Caro Tom das trincheiras sombrias e privadas de sono da paternidade inicial: para de entrar em pânico com o concurso de olhares fixos, porque, eventualmente, eles vão olhar para ti tão intensamente enquanto tentas usar a sanita que vais implorar pelos dias em que não conseguiam focar os olhos.

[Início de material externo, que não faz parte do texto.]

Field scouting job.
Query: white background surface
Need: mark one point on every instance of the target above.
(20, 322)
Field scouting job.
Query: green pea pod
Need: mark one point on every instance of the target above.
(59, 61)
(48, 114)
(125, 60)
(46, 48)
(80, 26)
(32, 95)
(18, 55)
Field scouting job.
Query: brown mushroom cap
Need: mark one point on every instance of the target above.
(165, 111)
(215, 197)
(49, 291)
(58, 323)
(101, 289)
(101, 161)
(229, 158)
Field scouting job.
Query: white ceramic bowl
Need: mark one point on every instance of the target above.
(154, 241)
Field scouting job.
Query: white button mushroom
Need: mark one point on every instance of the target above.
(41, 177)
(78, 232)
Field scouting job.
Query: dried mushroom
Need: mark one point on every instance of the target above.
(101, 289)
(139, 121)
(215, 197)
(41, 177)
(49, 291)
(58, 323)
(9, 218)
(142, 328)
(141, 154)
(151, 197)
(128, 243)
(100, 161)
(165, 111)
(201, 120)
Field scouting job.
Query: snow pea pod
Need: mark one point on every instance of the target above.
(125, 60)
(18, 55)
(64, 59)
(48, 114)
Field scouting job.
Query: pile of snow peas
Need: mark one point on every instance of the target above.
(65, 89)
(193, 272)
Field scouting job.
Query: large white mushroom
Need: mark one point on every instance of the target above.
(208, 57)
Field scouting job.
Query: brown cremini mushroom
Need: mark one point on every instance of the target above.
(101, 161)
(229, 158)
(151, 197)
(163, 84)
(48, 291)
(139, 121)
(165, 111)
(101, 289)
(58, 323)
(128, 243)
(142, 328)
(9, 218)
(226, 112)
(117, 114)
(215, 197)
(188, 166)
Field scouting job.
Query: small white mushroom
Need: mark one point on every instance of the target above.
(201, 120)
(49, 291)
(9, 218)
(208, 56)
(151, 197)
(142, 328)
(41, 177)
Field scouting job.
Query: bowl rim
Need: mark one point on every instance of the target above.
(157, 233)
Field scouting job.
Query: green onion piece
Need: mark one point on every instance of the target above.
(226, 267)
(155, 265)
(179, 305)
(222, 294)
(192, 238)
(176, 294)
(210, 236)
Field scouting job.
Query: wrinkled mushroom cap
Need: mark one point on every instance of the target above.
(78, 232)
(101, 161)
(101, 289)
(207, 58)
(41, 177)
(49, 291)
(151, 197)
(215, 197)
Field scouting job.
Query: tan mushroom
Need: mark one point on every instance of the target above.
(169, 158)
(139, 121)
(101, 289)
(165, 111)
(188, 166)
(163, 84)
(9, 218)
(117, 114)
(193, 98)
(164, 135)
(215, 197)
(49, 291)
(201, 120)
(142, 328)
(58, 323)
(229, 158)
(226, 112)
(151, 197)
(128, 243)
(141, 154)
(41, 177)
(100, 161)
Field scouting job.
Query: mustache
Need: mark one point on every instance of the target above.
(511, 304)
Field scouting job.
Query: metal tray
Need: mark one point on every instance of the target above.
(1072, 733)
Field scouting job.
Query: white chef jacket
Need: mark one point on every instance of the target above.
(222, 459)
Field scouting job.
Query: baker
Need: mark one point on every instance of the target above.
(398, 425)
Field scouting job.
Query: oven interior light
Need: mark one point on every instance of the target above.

A fita métrica tirânica dos 20 aos 30 centímetros
Se passaste mais de quatro segundos num fórum de parentalidade na internet, é provável que tenhas lido que os recém-nascidos só conseguem ver as coisas com nitidez a uma distância de exatamente 20 a 30 centímetros. A nossa enfermeira do centro de saúde, a Sarah, mencionou isto casualmente a acompanhar uma chávena de chá morno, enquadrando o assunto como um belo design biológico destinado a corresponder perfeitamente à distância entre a mama de uma mãe e o seu rosto.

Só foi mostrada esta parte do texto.